1. Gupta MP, Dow E, Jeng-Miller KW, et al. Spectral domain optical coherence tomography findings in Coats disease. Retina. 2019;39:1177-1185.
2. Ong SS, Cummings TJ, Vajzovic L, et al. Comparison of optical coherence tomography with fundus photographs, fluorescein angiography, and histopathologic analysis in assessing Coats disease. JAMA Ophthalmol. 2019;137:176-183.
3. Gupta MP, Yonekawa Y, Campbell JP, et al. Early diagnosis and management of aggressive posterior vitreoretinopathy presenting in premature neonates. Ophthalmic Surg Lasers Imaging Retina. 2019;50:201-207.
4. John VJ, McClintic JI, Hess DJ, et al. Retinopathy of prematurity versus familial exudative vitreoretinopathy: report on clinical and angiographic findings. Ophthalmic Surg Lasers Imaging Retina. 2016;47:14-19.
5. Abraham A, Saboo US, Ducca BL, et al. The detection of occult retinal vasculitis on fluorescein angiography in pediatric uveitis. Ophthalmol Retina. 2020;4:198-203.

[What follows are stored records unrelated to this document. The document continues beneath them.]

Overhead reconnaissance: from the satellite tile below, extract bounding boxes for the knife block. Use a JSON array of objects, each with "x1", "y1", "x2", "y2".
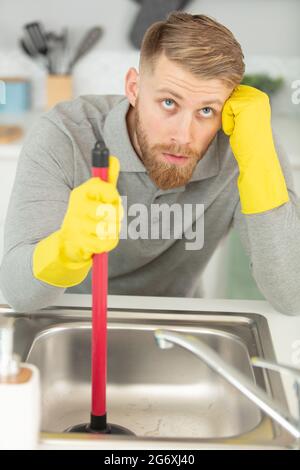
[{"x1": 46, "y1": 75, "x2": 73, "y2": 109}]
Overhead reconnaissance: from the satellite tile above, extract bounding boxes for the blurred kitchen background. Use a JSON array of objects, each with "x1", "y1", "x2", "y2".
[{"x1": 0, "y1": 0, "x2": 300, "y2": 299}]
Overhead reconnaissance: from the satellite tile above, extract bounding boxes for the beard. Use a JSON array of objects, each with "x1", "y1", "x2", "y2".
[{"x1": 134, "y1": 103, "x2": 213, "y2": 190}]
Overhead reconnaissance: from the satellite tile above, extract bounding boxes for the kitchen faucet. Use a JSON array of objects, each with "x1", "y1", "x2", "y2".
[{"x1": 154, "y1": 329, "x2": 300, "y2": 448}]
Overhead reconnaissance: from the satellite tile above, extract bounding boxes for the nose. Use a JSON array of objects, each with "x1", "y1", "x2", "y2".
[{"x1": 172, "y1": 115, "x2": 193, "y2": 145}]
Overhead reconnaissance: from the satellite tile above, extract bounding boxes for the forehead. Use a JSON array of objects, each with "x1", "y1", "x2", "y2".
[{"x1": 147, "y1": 55, "x2": 233, "y2": 107}]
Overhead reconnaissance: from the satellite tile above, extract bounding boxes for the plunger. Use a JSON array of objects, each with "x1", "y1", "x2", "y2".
[{"x1": 66, "y1": 140, "x2": 134, "y2": 435}]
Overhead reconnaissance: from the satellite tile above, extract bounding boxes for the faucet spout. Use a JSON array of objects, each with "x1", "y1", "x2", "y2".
[{"x1": 154, "y1": 329, "x2": 300, "y2": 439}]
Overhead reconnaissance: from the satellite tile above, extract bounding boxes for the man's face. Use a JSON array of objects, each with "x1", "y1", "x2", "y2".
[{"x1": 126, "y1": 55, "x2": 233, "y2": 189}]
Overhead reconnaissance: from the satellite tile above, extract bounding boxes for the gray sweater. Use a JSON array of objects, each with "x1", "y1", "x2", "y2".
[{"x1": 0, "y1": 95, "x2": 300, "y2": 315}]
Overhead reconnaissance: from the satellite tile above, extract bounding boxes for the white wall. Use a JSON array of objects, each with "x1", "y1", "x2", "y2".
[{"x1": 0, "y1": 0, "x2": 300, "y2": 56}]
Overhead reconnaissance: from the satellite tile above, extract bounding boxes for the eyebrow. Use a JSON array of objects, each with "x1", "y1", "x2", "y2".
[{"x1": 157, "y1": 88, "x2": 223, "y2": 106}]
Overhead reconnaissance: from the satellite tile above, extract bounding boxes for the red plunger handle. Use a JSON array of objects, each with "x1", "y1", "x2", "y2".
[{"x1": 91, "y1": 142, "x2": 109, "y2": 431}]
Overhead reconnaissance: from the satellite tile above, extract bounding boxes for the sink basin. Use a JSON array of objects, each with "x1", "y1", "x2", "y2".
[{"x1": 1, "y1": 308, "x2": 287, "y2": 444}]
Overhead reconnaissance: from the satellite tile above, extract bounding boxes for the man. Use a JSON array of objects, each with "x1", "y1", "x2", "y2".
[{"x1": 1, "y1": 12, "x2": 300, "y2": 314}]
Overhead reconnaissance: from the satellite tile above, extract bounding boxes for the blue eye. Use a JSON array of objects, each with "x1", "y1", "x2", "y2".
[
  {"x1": 200, "y1": 107, "x2": 214, "y2": 117},
  {"x1": 162, "y1": 98, "x2": 175, "y2": 109}
]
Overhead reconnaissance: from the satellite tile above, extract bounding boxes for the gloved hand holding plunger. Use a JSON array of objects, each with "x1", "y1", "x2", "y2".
[{"x1": 33, "y1": 141, "x2": 132, "y2": 434}]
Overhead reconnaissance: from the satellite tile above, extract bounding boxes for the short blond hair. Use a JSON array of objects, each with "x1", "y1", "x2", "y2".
[{"x1": 140, "y1": 11, "x2": 245, "y2": 88}]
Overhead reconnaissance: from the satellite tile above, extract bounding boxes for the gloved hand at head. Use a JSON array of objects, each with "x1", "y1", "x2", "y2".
[
  {"x1": 33, "y1": 156, "x2": 123, "y2": 287},
  {"x1": 222, "y1": 85, "x2": 289, "y2": 214}
]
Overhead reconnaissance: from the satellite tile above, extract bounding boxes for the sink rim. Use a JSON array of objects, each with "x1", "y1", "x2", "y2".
[{"x1": 0, "y1": 304, "x2": 292, "y2": 447}]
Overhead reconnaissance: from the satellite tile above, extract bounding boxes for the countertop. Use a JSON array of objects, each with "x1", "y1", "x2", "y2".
[{"x1": 0, "y1": 292, "x2": 300, "y2": 450}]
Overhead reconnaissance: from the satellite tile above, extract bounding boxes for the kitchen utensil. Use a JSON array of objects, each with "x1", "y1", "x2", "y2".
[
  {"x1": 68, "y1": 26, "x2": 103, "y2": 73},
  {"x1": 24, "y1": 21, "x2": 53, "y2": 73}
]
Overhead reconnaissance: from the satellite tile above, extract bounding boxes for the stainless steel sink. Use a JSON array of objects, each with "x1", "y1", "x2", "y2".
[{"x1": 0, "y1": 308, "x2": 289, "y2": 445}]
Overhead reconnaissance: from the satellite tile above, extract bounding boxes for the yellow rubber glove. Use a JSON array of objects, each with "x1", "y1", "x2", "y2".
[
  {"x1": 222, "y1": 85, "x2": 289, "y2": 214},
  {"x1": 33, "y1": 156, "x2": 123, "y2": 287}
]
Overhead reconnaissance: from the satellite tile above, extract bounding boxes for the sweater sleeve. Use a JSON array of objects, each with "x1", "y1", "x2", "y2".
[
  {"x1": 0, "y1": 116, "x2": 74, "y2": 312},
  {"x1": 233, "y1": 132, "x2": 300, "y2": 315}
]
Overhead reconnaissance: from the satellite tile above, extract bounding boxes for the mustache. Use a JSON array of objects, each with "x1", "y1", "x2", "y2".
[{"x1": 152, "y1": 144, "x2": 200, "y2": 159}]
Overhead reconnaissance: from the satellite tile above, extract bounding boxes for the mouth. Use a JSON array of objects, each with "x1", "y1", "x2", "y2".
[{"x1": 163, "y1": 152, "x2": 189, "y2": 165}]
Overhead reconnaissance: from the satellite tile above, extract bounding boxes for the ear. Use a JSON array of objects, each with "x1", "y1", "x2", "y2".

6. Chee RI, Gupta MP, Valikodath NG, et al. Evaluation of potential systemic adverse events related to fluorescein angiography in pediatric patients. Ophthalmol Retina. 2020;4(6):595-601.
7. Ong SS, Hsu ST, Grewal D, et al. Appearance of pediatric choroidal neovascular membranes on optical coherence tomography angiography. Graefes Arch Clin Exp Ophthalmol. 2020;258:89-98.
8. Alam M, Le D, Lim JI, et al. Supervised machine learning based multi-task artificial intelligence classification of retinopathies. J Clin Med. 2019;8(6):pii:E872.